Darwinists run into a significant problem, it seems to me, when dealing with the origin of life because this is an incredibly complex thing, and nobody has any real idea about how this could come about without intelligent intervention. You’ve got to have the kick-off before you can have the game, and before Darwinism proper can move forward, you have to have a beginning of life.
It has been really difficult to even begin to address that problem because the more that we find out about life, the more complex we learn it is—it just complicates the problem. So what some people have done is they have invoked phrases like, “life as we know it might be difficult to form. Maybe there is ‘life as we DON’T know it’ that is in outer space somewhere that represents the precursors of life on earth.”

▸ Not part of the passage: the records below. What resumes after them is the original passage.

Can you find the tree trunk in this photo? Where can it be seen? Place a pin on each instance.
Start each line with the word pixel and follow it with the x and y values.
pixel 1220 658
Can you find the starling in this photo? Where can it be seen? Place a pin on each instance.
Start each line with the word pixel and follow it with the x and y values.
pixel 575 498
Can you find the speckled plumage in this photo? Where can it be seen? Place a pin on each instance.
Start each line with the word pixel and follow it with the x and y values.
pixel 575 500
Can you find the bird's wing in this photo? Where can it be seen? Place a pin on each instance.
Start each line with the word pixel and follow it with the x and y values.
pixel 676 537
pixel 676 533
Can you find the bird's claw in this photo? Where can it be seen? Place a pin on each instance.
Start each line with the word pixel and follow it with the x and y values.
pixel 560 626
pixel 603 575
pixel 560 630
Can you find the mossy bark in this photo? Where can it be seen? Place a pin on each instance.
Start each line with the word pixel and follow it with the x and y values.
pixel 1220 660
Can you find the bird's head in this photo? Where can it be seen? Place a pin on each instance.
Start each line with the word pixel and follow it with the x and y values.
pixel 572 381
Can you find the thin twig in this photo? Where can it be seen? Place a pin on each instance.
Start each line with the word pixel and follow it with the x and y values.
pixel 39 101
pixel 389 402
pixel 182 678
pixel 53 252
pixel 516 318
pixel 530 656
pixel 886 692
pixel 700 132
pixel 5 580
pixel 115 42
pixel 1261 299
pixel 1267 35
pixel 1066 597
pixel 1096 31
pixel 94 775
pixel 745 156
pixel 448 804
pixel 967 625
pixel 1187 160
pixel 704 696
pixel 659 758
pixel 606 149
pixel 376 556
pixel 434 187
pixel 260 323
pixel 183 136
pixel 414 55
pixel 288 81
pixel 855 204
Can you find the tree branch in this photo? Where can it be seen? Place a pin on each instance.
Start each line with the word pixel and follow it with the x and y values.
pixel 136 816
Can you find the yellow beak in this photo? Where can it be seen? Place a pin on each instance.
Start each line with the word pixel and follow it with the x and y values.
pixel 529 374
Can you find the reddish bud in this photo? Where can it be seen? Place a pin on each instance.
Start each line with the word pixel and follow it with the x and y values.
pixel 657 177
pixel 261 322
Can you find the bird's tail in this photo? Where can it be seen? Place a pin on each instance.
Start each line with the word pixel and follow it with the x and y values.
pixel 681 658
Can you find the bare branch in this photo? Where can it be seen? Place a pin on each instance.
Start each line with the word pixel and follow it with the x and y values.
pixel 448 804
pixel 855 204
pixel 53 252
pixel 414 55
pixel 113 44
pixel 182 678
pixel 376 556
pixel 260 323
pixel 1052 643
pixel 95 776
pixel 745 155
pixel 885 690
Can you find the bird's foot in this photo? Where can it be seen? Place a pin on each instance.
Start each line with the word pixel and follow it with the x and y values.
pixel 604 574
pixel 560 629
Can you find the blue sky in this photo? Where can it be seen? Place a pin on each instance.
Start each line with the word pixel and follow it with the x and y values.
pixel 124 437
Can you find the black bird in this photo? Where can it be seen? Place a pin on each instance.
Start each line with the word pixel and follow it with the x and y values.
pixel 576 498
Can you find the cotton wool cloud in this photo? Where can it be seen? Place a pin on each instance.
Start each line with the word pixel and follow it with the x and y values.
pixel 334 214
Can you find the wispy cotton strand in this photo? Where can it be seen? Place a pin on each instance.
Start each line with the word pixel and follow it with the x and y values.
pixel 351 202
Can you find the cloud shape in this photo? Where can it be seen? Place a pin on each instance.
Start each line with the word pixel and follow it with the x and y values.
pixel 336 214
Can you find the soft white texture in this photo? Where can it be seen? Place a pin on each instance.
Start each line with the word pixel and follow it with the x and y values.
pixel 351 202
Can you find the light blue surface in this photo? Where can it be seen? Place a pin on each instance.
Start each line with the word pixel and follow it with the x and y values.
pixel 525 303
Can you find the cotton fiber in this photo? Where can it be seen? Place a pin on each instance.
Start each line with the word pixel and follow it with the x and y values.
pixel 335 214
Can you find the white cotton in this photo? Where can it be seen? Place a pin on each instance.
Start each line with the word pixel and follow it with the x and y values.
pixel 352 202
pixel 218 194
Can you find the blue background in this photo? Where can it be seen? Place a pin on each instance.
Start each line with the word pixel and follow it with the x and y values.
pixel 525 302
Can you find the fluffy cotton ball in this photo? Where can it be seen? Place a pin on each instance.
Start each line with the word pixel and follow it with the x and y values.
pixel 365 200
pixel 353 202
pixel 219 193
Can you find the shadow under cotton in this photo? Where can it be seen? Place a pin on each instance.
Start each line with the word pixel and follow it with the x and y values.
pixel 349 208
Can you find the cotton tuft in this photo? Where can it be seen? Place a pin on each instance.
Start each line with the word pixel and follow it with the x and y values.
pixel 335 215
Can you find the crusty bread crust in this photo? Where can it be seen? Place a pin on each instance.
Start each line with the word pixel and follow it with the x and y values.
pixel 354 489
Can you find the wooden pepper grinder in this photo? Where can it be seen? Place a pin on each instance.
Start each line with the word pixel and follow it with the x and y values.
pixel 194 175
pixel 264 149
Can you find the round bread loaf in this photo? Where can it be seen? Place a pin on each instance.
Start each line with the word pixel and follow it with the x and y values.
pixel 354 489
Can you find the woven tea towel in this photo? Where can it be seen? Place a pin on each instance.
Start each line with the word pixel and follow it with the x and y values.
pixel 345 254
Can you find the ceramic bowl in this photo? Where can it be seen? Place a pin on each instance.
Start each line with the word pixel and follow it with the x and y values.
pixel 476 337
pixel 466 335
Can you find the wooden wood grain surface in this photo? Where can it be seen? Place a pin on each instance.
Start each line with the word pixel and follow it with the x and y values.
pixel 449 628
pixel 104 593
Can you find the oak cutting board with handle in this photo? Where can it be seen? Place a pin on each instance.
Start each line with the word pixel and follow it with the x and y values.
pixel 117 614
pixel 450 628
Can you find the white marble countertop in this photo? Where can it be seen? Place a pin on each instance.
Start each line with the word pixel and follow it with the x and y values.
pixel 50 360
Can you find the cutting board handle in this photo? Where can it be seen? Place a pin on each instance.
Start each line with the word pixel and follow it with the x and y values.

This is a curious response: ‘Oh, well, this is life as we know it. What about life as we don’t know it?’ My response is, “Well, we don’t know about that do we?” This is kind of a phantom argument. It’s like invoking facts or realities that we have no reason to believe exist to play a role to defeat facts that we DO know exist. This is worse than ‘god of the gaps.’ It’s not even ‘science of the gaps.’ It’s a kind of, ‘science-fiction of the gaps,’ and invoking some, ‘life as we don’t know it,’ to rescue us from the problems we have now. It’s just not a sound way of getting around the very significant problems of the origin of life on this planet.